Ayer se cumplieron 100 años del nacimiento de Manuel Laureano Rodríguez Sánchez, Manolete, el IV Califa del Toreo. El inimitable diestro cordobés fue santo y seña de la generación de la posguerra española en virtud de su gran personalidad dentro y fuera del ruedo. "El Monstruo", como lo apodaron hiperbólicamente, fue referente de una manera de entender el toreo y la vida que todavía hoy es objeto de admiración de muchos aficionados.

El 29 de agosto se cumplirán, además, 70 años de su trágica muerte en Linares (Jaén), cogido por el miura "Islero".

Manolete ha sido -junto a Juan Belmonte- el torero con más fuerza expresiva de la historia de la tauromaquia. El trianero hizo posible caminos esbozados por otros pero malogrados hasta el momento de su llegada a la fiesta, mientras que el cordobés consiguió obligar al toro al máximo, reduciendo la distancia entre ambos al mínimo.

Más allá de aportaciones técnicas que han cambiado el arte de Cúchares para siempre, lo realmente decisivo en ambos colosos fue su permanente afán de superación para comunicar su arte; ese golpe de alma del primer Belmonte, capaz de acabar con todo y con todos porque no le importaba acabar consigo mismo ante los cuernos de la fiera. Ese ascetismo de Manolete, que imantaba voluntades con un toreo de enorme exigencia ética. En definitiva, la idea de que torear es una actividad más espiritual que física, que posee una fuerza vivificadora que puede actuar amplia y profundamente.

La excelencia de la tauromaquia depende de las cualidades innatas de cada matador. Ser partidario de las personalidades de los toreros es, en definitiva, lo único posible. La sucesión de pases, constantemente repetidos, no generaría emoción si el diestro no les dotara de expresión propia. "En el toreo -sentencia Joselito- se puede aprender todo menos el estilo, que es un don que cada uno trae al mundo". Para mí -le confiesa Juan Belmonte a Chaves Nogales- lo decisivo es el acento personal. "Se torea como se es. Esto es lo importante: que la íntima emoción traspase el juego de la lidia. Que al torero, cuando termine la faena, se le salten las lágrimas o tenga esa sonrisa de beatitud, de plenitud espiritual, que el hombre siente cada vez que el ejercicio de su arte -el suyo peculiar, por ínfimo o humilde que sea- le hace sentir el aletazo de la Divinidad".

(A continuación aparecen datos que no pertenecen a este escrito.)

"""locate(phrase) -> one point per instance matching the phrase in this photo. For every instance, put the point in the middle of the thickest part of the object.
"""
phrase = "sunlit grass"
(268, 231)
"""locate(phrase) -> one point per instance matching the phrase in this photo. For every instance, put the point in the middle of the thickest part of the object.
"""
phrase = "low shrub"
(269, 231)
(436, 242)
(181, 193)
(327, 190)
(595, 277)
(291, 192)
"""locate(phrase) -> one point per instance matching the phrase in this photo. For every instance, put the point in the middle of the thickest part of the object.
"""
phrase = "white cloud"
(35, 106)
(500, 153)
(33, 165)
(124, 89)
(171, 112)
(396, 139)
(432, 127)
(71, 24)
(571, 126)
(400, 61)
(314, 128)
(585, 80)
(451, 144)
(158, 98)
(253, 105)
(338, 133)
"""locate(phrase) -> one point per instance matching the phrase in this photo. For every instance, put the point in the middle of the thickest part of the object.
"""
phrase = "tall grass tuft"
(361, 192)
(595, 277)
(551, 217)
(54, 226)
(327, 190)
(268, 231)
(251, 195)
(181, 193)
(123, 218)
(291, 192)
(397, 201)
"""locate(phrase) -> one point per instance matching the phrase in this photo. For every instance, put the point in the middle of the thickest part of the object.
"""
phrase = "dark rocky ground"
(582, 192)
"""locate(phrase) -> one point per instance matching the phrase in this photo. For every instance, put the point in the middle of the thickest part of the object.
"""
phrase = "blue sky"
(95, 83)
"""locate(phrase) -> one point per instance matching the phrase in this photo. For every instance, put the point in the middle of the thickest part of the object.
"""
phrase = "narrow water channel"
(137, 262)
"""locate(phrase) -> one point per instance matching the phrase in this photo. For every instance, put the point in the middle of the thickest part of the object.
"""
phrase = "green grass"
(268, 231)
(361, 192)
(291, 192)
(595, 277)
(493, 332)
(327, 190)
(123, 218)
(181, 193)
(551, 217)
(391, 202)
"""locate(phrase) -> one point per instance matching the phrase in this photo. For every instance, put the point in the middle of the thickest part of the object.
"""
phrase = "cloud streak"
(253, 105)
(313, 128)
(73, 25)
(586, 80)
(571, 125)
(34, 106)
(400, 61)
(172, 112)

El cordobés fue, sobre todo, un torero de una honestidad sin parangón. El toro no era para él un objeto susceptible de ser modelado como un pedazo de arcilla. Tampoco consideraba al torero como un ente puramente funcional que opera con las cosas.

La tauromaquia era para él un fenómeno vital desde el que entregarse desde lo más auténtico de sí mismo y, tras superar todos los obstáculos, vencer en un combate.

Parafraseando al filósofo, Manolete era de los de "vencer con su propio esfuerzo y destreza al bruto arisco", al que situaba "lo más cerca posible de su nivel, sin pretender una ilusoria equiparación" que, de ser viable, anularía ipso facto la realidad misma del toreo.

El sentido de la tauromaquia no consistía para el cordobés en elevar el toro hasta el torero, sino en "algo mucho más espiritual que eso: una consciente humillación del hombre, que liga su prepotencia y desciende hasta el animal para rendir culto a lo que hay de divino, de trascendente, en su naturaleza".

Una filosofía que no casa con la concepción actual de las corridas de toros, más orientada al triunfo a toda costa y a la mera satisfacción externa y que deja poco margen a la vocación como eje de la carrera de un torero.